Pronounced Bruffton, this quite large and very sandy bay is very popular with caravan enthusiasts - there being two caravan parks situated at each end of the beach. The two parks, however, are not directly linked by road, the site at the southern end being accessible by the road from Llangennith, whilst the park at the northern end of the bay can only be reached by the road leading from Llanmadoc.

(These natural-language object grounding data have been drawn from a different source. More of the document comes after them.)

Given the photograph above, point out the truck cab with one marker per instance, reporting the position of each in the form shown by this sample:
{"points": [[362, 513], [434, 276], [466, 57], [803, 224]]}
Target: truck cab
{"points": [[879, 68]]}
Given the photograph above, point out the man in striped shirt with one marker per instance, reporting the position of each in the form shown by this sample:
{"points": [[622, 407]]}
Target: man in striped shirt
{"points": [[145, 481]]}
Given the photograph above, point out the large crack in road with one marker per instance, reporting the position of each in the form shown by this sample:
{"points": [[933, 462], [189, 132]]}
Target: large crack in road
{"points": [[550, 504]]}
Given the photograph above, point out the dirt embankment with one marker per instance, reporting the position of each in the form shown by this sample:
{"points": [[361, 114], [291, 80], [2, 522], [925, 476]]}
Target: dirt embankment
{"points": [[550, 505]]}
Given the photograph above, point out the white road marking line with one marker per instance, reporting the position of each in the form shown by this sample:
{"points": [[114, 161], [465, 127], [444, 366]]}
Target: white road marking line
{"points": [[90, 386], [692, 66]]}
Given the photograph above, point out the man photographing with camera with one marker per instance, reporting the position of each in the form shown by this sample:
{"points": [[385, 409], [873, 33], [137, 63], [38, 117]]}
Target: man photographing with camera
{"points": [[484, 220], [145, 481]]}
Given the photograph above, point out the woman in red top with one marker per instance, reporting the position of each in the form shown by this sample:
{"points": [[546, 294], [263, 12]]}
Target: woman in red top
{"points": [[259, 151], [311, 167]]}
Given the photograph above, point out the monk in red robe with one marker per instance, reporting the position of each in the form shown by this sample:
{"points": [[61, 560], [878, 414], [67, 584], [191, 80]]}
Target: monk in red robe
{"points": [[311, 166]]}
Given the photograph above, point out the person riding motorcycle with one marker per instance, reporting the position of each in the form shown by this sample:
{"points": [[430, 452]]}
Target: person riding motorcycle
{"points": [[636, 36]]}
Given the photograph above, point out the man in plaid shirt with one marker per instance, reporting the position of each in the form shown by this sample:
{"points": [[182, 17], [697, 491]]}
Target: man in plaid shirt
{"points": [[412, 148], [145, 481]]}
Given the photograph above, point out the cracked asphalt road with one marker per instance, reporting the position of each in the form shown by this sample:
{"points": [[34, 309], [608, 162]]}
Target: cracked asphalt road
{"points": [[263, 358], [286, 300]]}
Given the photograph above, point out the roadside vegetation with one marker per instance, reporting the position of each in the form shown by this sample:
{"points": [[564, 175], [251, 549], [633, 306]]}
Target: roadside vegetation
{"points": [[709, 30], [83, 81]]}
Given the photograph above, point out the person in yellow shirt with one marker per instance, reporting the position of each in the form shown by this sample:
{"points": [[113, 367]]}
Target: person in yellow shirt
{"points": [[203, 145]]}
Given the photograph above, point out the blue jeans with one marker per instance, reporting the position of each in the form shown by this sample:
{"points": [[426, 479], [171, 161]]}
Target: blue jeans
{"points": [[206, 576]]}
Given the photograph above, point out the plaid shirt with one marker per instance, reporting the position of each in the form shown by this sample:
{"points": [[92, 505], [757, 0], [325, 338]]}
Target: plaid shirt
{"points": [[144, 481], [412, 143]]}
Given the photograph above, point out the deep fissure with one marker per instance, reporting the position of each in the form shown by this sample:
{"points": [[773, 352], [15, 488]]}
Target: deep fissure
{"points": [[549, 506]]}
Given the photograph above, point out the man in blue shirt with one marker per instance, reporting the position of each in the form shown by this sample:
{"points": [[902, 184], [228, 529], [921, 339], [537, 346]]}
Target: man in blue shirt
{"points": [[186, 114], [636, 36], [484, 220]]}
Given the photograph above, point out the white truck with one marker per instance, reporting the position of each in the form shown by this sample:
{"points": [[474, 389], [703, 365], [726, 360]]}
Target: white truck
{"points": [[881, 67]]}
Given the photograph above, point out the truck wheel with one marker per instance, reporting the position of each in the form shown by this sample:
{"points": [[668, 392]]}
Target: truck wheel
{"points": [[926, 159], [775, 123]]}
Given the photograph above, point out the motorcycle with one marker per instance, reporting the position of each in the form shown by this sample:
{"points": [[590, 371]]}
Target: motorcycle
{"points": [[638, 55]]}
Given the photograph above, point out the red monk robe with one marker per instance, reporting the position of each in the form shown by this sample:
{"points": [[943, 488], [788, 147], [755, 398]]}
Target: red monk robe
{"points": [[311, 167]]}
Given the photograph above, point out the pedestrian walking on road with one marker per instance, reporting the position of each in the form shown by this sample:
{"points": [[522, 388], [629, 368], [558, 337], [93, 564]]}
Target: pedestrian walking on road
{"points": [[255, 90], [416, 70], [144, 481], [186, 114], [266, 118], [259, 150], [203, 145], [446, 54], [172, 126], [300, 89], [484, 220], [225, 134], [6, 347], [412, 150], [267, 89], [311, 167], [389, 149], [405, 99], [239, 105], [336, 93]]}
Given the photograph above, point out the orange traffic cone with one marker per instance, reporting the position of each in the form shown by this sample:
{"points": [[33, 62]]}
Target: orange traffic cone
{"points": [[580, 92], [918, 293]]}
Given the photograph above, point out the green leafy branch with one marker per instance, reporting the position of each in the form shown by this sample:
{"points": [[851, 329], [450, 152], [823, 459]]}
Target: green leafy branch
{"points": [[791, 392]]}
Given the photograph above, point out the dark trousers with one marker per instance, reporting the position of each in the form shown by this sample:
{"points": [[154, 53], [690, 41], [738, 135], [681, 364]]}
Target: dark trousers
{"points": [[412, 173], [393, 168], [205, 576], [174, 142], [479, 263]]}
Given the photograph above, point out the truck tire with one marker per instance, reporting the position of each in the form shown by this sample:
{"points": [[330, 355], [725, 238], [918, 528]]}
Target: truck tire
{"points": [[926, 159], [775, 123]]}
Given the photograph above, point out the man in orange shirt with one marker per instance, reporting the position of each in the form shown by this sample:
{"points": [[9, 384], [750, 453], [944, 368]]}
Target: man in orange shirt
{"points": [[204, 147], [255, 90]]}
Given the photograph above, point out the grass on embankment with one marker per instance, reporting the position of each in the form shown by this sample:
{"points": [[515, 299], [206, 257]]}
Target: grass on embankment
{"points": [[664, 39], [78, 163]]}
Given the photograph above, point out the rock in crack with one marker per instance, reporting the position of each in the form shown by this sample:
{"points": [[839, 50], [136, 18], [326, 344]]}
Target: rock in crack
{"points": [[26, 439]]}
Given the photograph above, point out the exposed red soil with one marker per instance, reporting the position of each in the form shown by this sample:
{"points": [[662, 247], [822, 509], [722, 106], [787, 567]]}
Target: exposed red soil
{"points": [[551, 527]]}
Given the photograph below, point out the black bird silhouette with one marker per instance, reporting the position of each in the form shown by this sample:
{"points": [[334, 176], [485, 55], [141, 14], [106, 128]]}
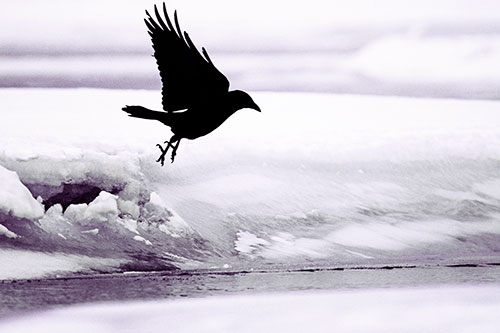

In past ages, the bay used to be regularly visited by sailing vessels up to 700 tons. These were able to anchor here up until around the 1850s, after which the sand of the Burry Estuary silted the bay too heavily to afford their traffic.
Beachcombing the Sands
The sands here can shift quite drastically with the tides, especially after a gale. At low tides, after the sands have shifted, many a rewarding find have been discovered by walking this stretch of beach. Not so long ago, the handle of a 17th Century sword was discovered, protruding from the sands like King Arthur's Excalibur itself. The handle had become separated from the blade itself but, remarkably, this also was found, and by the same man, a few days later whilst patrolling the same stretch of bay. Historians and archeologists all insist that this area still has a lot of treasure to disclose to the lucky beachcomber.
At the northern end of the bay, set high amongst the cliff, lays the twin entrance of Spritsail Tor Cave. Discovered in 1839 whilst quarrying the rock here, remains of Ice-Age animals and two fragments of worked bone suggest that the cave was occupied by Palaeolithic man. Further animal and human bones were also uncovered here, along with fragments of pottery, detailing how the cave later came to be used as for domestic and funerary use during the Roman occupation of the area.
To the south-east of the bay, at Foxhole Point, a deep but shallow sea cave with a clean, sandy floor can be found.
The southern end of the bay gives access, at low tide only to a series of small coves, the largest of which is Blue Pool Bay.